Someone found the world’s oldest cheese, and it’s from 1615 B.C.
Everyone knows mummies were buried with their bling. But it turns out that bling was raclette, gouda, and pecorino, littered across their necks and chests as if making one last attempt to stuff some tasty goodness down before venturing into the afterlife.
That’s right: Researchers found the oldest cheese ever. It’s even older than the crumbs under my bed — this cheese has been preserved since about 1615 B.C. The cemetery where they discovered it is in a dry, salty desert in northwest China, where conditions basically freeze-dried the little snacks. Interestingly enough, the cheese is low-lactose:
The analysis also showed the mummies’ cheese was made by combining milk with a “starter,” a mix of bacteria and yeast. This technique is still used today to make kefir, a sour, slightly effervescent dairy beverage, and kefir cheese, similar to cottage cheese.
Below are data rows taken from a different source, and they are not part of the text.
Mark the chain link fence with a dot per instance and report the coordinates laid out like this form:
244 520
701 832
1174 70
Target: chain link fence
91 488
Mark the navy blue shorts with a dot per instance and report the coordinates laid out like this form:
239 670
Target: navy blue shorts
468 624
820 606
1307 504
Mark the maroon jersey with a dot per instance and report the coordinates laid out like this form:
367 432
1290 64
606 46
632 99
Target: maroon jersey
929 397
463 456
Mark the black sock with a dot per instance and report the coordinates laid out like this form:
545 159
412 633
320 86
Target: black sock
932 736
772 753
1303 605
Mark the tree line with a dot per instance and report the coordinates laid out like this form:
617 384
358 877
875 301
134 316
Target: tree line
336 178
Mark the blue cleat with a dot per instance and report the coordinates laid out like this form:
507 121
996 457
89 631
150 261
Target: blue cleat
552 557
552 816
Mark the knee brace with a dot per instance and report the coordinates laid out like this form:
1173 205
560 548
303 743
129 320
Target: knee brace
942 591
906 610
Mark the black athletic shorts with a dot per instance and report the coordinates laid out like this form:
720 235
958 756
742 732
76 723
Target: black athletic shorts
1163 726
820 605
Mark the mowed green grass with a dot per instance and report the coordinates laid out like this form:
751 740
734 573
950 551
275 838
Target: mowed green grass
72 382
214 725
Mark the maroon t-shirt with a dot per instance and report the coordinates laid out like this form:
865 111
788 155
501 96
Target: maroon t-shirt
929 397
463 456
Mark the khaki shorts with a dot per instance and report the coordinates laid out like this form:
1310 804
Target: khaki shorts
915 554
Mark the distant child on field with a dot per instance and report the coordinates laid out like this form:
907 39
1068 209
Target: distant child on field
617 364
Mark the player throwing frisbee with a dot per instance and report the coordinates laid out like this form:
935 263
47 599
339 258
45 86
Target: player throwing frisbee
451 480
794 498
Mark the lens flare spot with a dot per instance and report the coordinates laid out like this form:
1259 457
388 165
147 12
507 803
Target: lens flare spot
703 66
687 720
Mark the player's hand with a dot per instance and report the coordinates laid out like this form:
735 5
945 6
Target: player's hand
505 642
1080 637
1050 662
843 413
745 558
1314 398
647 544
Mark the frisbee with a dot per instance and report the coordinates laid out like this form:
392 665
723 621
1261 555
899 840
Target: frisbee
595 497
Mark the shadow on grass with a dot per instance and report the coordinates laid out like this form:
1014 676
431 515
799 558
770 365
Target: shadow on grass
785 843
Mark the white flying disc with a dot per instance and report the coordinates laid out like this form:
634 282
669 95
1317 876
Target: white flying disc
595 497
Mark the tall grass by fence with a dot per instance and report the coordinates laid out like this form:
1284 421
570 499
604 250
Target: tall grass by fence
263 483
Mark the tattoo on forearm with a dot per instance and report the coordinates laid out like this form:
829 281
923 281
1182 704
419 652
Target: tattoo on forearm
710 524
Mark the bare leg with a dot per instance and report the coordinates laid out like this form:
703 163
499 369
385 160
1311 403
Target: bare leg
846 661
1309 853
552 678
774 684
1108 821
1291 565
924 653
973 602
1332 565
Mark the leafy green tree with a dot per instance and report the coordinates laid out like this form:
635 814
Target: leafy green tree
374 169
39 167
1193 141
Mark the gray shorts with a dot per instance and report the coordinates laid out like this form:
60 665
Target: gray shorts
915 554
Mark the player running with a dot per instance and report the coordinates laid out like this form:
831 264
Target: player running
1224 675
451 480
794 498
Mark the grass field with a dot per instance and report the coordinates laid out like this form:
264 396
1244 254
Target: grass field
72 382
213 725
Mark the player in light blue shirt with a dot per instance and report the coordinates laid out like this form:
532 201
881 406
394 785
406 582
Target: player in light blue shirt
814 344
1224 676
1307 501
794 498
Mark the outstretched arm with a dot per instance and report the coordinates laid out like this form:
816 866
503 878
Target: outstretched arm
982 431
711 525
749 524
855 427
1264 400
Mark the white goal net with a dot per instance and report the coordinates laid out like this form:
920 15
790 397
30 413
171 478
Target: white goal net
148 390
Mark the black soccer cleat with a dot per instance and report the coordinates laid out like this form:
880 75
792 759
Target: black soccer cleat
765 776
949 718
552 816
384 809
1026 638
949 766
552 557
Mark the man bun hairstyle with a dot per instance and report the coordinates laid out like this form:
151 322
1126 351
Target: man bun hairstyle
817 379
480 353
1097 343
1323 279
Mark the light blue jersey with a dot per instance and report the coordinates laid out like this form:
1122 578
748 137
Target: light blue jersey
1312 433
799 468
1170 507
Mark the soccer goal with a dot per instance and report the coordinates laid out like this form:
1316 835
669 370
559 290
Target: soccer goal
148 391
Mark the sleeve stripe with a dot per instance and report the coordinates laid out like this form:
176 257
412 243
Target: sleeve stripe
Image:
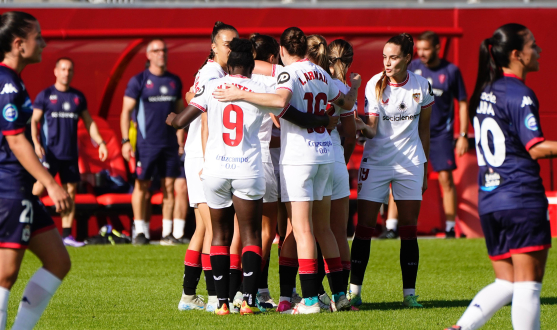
283 111
429 105
285 88
198 106
533 142
336 97
14 131
347 114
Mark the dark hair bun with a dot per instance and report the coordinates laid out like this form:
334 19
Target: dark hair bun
241 46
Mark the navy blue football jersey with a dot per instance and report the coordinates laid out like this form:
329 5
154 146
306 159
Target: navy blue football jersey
447 85
17 110
61 112
156 97
506 126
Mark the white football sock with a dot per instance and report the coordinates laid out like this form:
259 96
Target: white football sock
166 227
139 226
355 289
4 297
178 229
37 294
488 301
391 224
408 292
526 305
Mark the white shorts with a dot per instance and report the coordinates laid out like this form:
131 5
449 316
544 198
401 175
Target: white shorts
271 184
192 167
219 191
341 181
373 184
304 183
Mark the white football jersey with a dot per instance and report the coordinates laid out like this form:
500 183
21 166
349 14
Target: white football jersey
397 143
208 72
233 148
338 111
312 88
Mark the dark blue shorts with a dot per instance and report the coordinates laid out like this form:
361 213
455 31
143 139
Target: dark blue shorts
68 169
441 153
515 231
20 220
165 161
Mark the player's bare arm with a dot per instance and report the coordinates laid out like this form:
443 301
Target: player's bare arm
93 130
35 134
125 117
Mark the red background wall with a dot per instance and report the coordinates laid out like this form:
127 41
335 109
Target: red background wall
94 58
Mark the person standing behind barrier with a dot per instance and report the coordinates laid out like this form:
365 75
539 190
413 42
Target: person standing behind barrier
447 83
511 202
57 109
153 93
398 105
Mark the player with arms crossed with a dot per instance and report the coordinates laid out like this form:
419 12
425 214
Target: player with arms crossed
24 222
58 109
398 106
512 202
306 154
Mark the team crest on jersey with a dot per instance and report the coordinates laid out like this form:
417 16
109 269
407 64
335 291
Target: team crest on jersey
442 78
283 77
416 97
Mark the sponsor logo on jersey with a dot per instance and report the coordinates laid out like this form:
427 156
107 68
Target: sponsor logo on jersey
416 97
283 77
526 100
531 122
10 112
8 89
442 78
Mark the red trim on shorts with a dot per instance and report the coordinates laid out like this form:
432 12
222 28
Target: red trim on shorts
42 230
14 131
335 98
192 258
533 142
429 105
307 266
220 250
206 261
235 261
253 248
198 106
9 245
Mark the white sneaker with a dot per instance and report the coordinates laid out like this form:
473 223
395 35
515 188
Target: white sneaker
191 302
325 302
301 308
342 304
212 304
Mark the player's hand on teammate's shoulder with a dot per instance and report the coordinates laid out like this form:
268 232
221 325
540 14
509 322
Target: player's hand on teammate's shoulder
355 80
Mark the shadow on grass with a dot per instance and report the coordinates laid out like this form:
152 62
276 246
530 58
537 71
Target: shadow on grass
393 305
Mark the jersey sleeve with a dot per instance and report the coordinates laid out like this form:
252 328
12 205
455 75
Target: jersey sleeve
39 101
133 89
525 117
371 108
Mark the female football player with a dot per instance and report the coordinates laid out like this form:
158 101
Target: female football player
24 222
512 202
398 106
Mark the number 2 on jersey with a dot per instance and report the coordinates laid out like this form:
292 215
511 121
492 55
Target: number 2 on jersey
317 110
237 126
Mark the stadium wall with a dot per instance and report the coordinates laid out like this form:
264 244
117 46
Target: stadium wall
97 38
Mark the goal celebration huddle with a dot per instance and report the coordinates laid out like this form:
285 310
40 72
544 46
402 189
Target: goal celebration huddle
271 125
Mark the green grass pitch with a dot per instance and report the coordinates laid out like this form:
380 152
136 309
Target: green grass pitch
127 287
If the people of the cemetery did indeed rely on a kefir starter to make cheese, they were contradicting the conventional wisdom. Most cheese today is made not with a kefir starter but with rennet, a substance from the guts of a calf, lamb or kid that curdles milk.
Using a kefir starter means the cattle didn’t have to be slaughtered — a more humane method that also might’ve helped herding spread throughout Asia. The findings will show up in a future issue of Journal of Archaeological Science, so make sure you have your cheese doodles ready. And if you die while you’re eating them, well, you know what to do.